Pianist Ian Brown’s friends for the evening were the Pavlova Wind Quintet and the violinist Edmund Jones in an evening of delightfully eclectic music. The Pavlova Wind Quintet (Chris Britton on flute; Carolyn King on oboe; Barbara Stuart on clarinet; Jenny Morgan on horn and Simon Payne on bassoon) started the evening with Dix-sept Variations by the French composer Jean-Michel Damase. The piece starts with a traditional dance or march-like tune, but then the seventeen variations take the tune round and round and up and down, the tempo also varying dramatically. Each instrument has its moment in the spotlight, rising to a triumphant boisterous finale.
This was followed by Olivier Messiaen’s Theme and variations for violin and piano (with Ian Brown on piano and Edmund Jones on violin). The programme notes tell us that Messiaen dedicated the work to the violinist Claire Delbos whom he later married; the two of them premiered the piece a few months after their wedding. This piece would be a challenge to any marriage: the comparatively simple, understated beginning and end are in huge contrast to the wild variations in-between, 5 in all. Some piano parts seem to be present simply as an accompaniment to other instruments but in this piece the two instruments speak to each other on equal terms.

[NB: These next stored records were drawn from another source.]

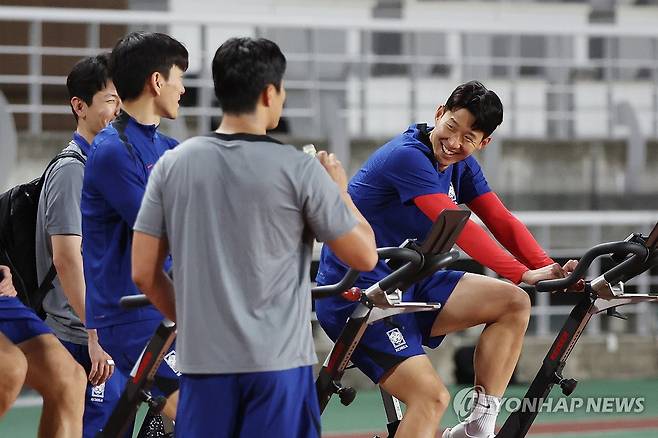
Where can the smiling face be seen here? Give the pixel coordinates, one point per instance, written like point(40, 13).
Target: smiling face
point(104, 108)
point(453, 137)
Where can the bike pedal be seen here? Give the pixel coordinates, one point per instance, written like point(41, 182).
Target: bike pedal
point(568, 386)
point(615, 314)
point(347, 395)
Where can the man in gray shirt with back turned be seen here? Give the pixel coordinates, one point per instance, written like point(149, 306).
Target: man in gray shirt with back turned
point(239, 212)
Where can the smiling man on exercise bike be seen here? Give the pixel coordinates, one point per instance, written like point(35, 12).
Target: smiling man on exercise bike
point(401, 189)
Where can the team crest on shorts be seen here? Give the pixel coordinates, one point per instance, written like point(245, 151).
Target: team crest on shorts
point(396, 338)
point(170, 358)
point(452, 194)
point(98, 393)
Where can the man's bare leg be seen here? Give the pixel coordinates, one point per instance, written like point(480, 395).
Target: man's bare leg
point(505, 309)
point(61, 381)
point(13, 368)
point(417, 385)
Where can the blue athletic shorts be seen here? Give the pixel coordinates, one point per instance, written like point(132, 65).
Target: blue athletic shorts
point(18, 322)
point(273, 404)
point(125, 343)
point(100, 400)
point(387, 343)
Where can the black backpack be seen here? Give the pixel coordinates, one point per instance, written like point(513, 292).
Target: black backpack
point(18, 221)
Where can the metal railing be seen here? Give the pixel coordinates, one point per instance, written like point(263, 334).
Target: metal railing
point(358, 59)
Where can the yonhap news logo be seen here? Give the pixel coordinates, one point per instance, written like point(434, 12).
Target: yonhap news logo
point(463, 403)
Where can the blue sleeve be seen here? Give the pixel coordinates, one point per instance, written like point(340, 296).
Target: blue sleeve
point(119, 178)
point(413, 174)
point(472, 182)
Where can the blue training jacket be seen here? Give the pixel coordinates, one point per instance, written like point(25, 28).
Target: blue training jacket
point(117, 169)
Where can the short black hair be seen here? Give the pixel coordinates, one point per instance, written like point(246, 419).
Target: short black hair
point(242, 68)
point(88, 77)
point(484, 104)
point(138, 55)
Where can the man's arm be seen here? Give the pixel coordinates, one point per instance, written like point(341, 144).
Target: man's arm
point(6, 285)
point(509, 231)
point(67, 259)
point(63, 224)
point(148, 256)
point(119, 179)
point(479, 245)
point(357, 247)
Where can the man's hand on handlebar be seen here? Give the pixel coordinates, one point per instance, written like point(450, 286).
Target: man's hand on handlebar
point(552, 272)
point(548, 272)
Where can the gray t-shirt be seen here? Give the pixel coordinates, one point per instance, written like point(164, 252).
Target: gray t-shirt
point(240, 213)
point(58, 214)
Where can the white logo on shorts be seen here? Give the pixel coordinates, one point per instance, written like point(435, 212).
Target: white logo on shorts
point(98, 393)
point(396, 338)
point(452, 194)
point(170, 358)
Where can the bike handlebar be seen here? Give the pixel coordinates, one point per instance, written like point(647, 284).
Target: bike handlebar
point(134, 301)
point(414, 262)
point(405, 274)
point(637, 251)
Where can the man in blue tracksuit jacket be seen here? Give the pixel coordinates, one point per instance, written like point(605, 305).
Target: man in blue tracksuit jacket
point(147, 70)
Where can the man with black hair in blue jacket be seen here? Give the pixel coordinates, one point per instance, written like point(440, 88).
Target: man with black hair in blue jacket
point(147, 70)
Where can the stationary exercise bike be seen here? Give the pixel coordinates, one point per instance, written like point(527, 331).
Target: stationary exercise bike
point(411, 263)
point(632, 257)
point(137, 389)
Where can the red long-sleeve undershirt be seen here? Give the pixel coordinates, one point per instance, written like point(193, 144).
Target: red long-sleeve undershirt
point(507, 229)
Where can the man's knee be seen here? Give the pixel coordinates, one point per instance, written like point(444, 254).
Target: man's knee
point(69, 380)
point(433, 398)
point(13, 378)
point(517, 302)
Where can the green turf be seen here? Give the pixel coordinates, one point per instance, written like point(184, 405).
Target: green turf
point(367, 414)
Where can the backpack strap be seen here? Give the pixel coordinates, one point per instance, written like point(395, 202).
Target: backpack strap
point(47, 282)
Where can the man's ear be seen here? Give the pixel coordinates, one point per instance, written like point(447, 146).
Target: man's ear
point(439, 113)
point(268, 95)
point(80, 107)
point(155, 82)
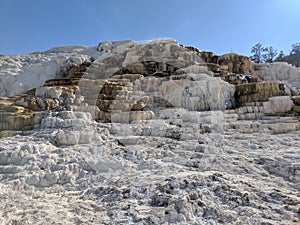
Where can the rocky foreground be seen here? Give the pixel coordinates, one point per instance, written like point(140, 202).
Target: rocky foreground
point(148, 133)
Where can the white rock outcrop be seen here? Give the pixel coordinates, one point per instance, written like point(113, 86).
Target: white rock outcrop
point(204, 94)
point(280, 72)
point(278, 104)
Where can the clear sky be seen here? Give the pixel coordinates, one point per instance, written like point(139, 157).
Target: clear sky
point(220, 26)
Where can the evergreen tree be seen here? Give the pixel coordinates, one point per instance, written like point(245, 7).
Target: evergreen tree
point(257, 53)
point(280, 57)
point(270, 54)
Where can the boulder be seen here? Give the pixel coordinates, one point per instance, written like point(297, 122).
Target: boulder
point(236, 63)
point(278, 104)
point(206, 93)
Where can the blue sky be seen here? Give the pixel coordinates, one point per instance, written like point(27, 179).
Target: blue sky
point(220, 26)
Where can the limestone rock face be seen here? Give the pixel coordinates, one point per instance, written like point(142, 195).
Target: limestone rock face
point(207, 93)
point(278, 104)
point(257, 92)
point(236, 63)
point(148, 133)
point(279, 71)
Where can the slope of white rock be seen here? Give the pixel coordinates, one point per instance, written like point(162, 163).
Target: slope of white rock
point(280, 72)
point(157, 173)
point(185, 159)
point(20, 73)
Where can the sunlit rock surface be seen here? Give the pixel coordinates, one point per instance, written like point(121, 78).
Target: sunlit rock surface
point(147, 133)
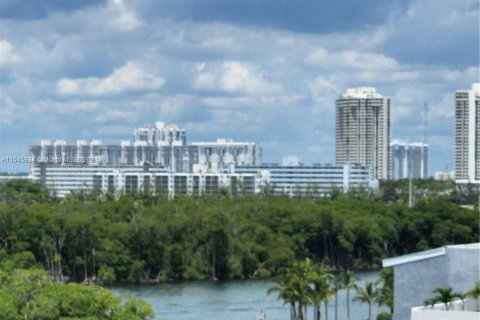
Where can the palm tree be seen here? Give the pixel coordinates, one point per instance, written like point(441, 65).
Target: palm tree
point(348, 282)
point(337, 285)
point(475, 293)
point(286, 293)
point(445, 296)
point(368, 294)
point(385, 293)
point(329, 294)
point(294, 288)
point(320, 289)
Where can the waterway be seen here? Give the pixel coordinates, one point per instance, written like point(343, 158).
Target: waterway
point(233, 300)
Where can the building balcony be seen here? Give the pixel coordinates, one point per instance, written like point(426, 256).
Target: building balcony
point(467, 309)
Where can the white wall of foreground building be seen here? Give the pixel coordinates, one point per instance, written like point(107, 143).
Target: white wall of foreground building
point(459, 310)
point(417, 275)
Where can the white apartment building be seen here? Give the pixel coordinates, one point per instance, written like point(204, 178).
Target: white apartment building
point(64, 180)
point(362, 130)
point(159, 145)
point(224, 153)
point(467, 135)
point(409, 159)
point(315, 180)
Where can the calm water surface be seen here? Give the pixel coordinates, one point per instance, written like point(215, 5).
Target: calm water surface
point(232, 300)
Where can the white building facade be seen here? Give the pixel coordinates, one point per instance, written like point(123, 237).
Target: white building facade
point(315, 180)
point(467, 135)
point(64, 180)
point(362, 130)
point(409, 160)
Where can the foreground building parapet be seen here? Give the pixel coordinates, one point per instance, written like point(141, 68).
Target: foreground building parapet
point(458, 310)
point(417, 275)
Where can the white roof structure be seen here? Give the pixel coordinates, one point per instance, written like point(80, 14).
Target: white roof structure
point(428, 254)
point(361, 93)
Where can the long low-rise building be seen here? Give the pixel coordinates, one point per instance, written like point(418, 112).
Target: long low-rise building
point(314, 180)
point(63, 180)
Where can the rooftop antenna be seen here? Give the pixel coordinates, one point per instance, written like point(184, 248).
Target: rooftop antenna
point(425, 122)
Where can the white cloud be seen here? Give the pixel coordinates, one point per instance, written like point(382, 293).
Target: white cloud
point(351, 59)
point(130, 77)
point(122, 18)
point(235, 77)
point(7, 54)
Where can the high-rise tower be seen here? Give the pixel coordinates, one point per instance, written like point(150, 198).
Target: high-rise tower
point(467, 135)
point(362, 130)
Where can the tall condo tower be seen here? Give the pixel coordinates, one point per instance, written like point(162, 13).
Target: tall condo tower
point(467, 135)
point(362, 130)
point(409, 160)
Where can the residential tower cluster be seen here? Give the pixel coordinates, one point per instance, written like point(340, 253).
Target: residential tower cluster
point(160, 160)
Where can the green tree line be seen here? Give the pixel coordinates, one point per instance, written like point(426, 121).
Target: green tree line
point(27, 292)
point(142, 238)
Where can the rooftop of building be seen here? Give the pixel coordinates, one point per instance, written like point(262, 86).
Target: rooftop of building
point(361, 93)
point(427, 254)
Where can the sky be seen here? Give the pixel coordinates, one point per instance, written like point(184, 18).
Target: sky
point(265, 71)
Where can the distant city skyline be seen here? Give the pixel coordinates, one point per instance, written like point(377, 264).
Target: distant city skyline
point(467, 135)
point(363, 130)
point(266, 71)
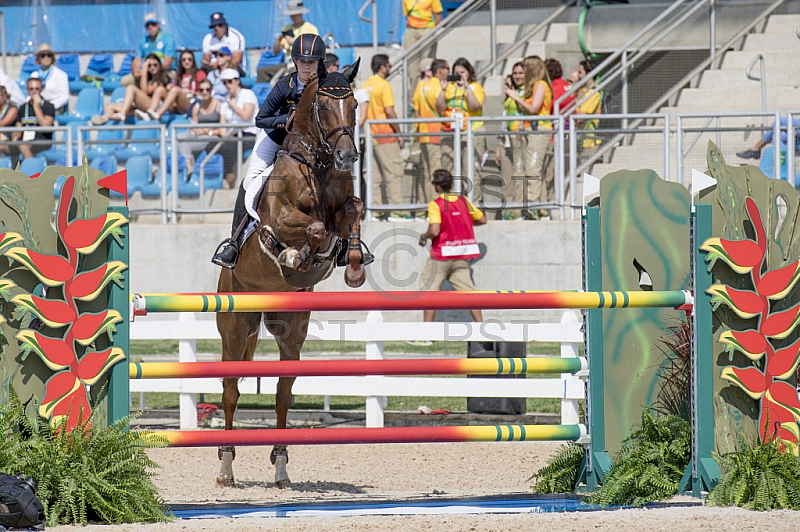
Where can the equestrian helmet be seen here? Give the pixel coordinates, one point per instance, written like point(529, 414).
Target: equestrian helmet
point(308, 47)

Ludwig van Beethoven’s Quintet for piano and winds Op 16 was written when he was still quite young and has many similarities to Mozart’s K452 but it already has the hallmark of Beethoven stamped on it. Not least, the piano is more dominant: in fact the notes say that Beethoven was in the habit of improvising while playing the piano part, much to the chagrin of the other players. Here the piano gives you the theme and then the other instruments (no flute this time) take it up and vary it in their own ways. The whole is a simply delightful half hour of soaring themes and melodic juxtaposition of instruments.
After the break, the haunting start to Franz Schubert’s Introduction and Variations on Trockne Blumen (dried flowers) for flute and piano, with Chris Britton from the Quintet joining Ian Brown. An unrequited lover has decided to die and is looking at the faded flowers once given to him which will end up on his grave. Strangely, the music then becomes more cheerful as he drifts into imagining being loved in return. The piece is demanding for both pianist and flautist, and is a very beautiful piece.
In contrast, Ludwig Thuille wrote his sextet for piano and winds, Op 6, in 1889 at a time when chamber music was out of fashion, yet it was an instant success. The piece seems at first to be quite conventional but as the four movements progress, and the different instruments wax and wane, it places itself fair and square in its period.The evening was well designed to show the considerable talents of all the musicians, individually and together. The Pavlova Quintet is a local group of musicians: their upcoming concerts can be seen on their website, the next one being in Cumnor on Saturday 2nd September. Ian Brown is multi-talented: he is a conductor as well as playing the piano and has the reputation for playing a wide range of musical styles. Edmund Jones leads the orchestra for the Oxford Proms concerts: the last one of this year is next Saturday at the University Church and features the Jocelyn Freeman. We are lucky to have a series like this.